Should I have had a choice not to read Golding’s book? What did I learn from not being able to finish it? From embarrassing myself in front of a classroom of my peers by stumbling out the door and falling to the ground? Should I have had the right to protest that book, just as I claimed my right not to dissect frogs in science? And had I spoken out, would this have betrayed an “extraordinary fragility”?
Is well-being only for the fragile?
The answers to these questions are complicated. As someone who went on to a Master’s in English, I can’t say that reading Lord of the Flies put me off literature, or learning, or school, or that it made impossible for me sitting across from someone eating pork. But I don’t believe that any objection I might have to teaching the book, having it as required reading for my similarly sensitive child, or just generally avoiding it in conversation should be considered “coddling”.

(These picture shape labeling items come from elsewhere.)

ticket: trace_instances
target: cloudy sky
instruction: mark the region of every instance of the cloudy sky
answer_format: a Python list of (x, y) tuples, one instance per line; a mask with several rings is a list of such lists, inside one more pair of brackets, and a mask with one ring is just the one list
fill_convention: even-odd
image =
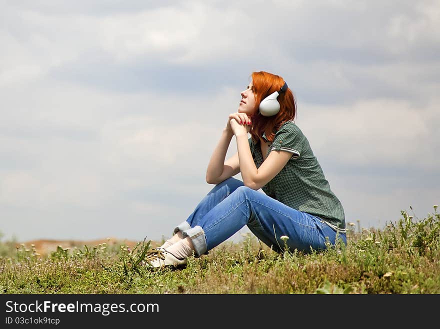
[(422, 218), (440, 204), (439, 30), (438, 0), (0, 0), (3, 238), (170, 236), (260, 70), (293, 90), (348, 222)]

It’s pretty disrespectful to talk about “coddling” adults. It’s disrespectful to talk about “coddling” children. Learners are humans with agency, and to assume that it’s “coddling” to make room for the trauma someone suffered is to both make light of that trauma and to overlook the fact that they survived it.

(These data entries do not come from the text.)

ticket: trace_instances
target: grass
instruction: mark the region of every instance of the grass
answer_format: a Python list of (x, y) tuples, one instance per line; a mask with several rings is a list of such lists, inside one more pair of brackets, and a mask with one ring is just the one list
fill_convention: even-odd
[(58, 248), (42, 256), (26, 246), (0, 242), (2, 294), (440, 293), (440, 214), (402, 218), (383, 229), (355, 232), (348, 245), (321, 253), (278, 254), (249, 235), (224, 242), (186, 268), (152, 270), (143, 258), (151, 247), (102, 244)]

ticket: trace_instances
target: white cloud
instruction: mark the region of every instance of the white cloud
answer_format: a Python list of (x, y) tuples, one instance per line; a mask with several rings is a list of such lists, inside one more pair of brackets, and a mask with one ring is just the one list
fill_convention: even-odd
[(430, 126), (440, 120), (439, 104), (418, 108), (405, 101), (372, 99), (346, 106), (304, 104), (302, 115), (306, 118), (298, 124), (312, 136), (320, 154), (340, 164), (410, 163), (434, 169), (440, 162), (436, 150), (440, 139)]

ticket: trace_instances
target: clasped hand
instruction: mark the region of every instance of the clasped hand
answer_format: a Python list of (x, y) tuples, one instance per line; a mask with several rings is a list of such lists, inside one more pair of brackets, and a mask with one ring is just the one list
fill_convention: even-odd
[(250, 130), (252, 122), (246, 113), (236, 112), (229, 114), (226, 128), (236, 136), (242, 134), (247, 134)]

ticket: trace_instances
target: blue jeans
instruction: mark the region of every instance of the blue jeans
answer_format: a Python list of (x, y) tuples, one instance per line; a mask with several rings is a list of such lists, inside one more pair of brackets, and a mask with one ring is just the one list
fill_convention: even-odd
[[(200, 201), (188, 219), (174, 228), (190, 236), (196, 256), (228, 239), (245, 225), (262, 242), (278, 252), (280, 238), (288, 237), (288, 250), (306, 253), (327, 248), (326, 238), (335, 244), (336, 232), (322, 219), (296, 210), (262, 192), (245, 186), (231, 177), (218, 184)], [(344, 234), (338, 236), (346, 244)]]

The world—and its literature, history, cultures—can be a dark place full of cruelty, disrepect, and abuse. Raccoons die. Sows get slaughtered. Women (and sometimes men) are raped. People of color are shot down in the street. Trans youth are beaten and disowned and left homeless. It may be the work of education to confront those wrongs, to deal in the inhumanity of its literatures. But if that’s the case, let’s not go down the road of how such confrontations “build character”, or encourage learners to set aside their emotional reactions to the material. Golding would have been proud of his work to see me faint dead away from his words. He meant his work to disturb, to provoke -- but not for provocation’s sake. I had to read about the sow so that I could discern later what was violence and what was not; so that I could, like the boys on his island, uncover my own moral values.

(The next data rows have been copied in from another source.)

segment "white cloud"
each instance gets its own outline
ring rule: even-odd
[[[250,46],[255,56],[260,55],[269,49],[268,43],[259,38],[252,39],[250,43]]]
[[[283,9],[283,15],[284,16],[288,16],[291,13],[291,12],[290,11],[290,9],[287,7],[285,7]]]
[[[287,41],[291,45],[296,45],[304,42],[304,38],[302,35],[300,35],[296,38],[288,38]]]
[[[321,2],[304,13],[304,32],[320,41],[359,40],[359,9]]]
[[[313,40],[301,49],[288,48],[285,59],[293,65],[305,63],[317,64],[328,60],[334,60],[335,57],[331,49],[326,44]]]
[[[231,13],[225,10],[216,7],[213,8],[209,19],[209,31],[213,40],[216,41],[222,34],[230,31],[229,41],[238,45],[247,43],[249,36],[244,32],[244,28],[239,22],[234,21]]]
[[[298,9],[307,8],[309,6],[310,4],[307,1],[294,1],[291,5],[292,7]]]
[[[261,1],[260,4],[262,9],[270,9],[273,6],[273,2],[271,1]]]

But neither rigidity nor coddling will equip learners with those skills of discernment. Teachers must be allies of students. President Obama, I think, has forgotten what a vulnerable thing it is to learn, and how important a thing it is to be heard when you are a voice quieter than the authority in the room.
I am not sorry I read most of The Lord of the Flies. I do not fault my mother for telling me about the raccoon. I appreciate the truth of literature and life. But I also appreciate that truth should be told in cooperation with the listener. Censor not the ugly dark, but don’t let it blindly roam across the imagination in the name of academic rigor, either.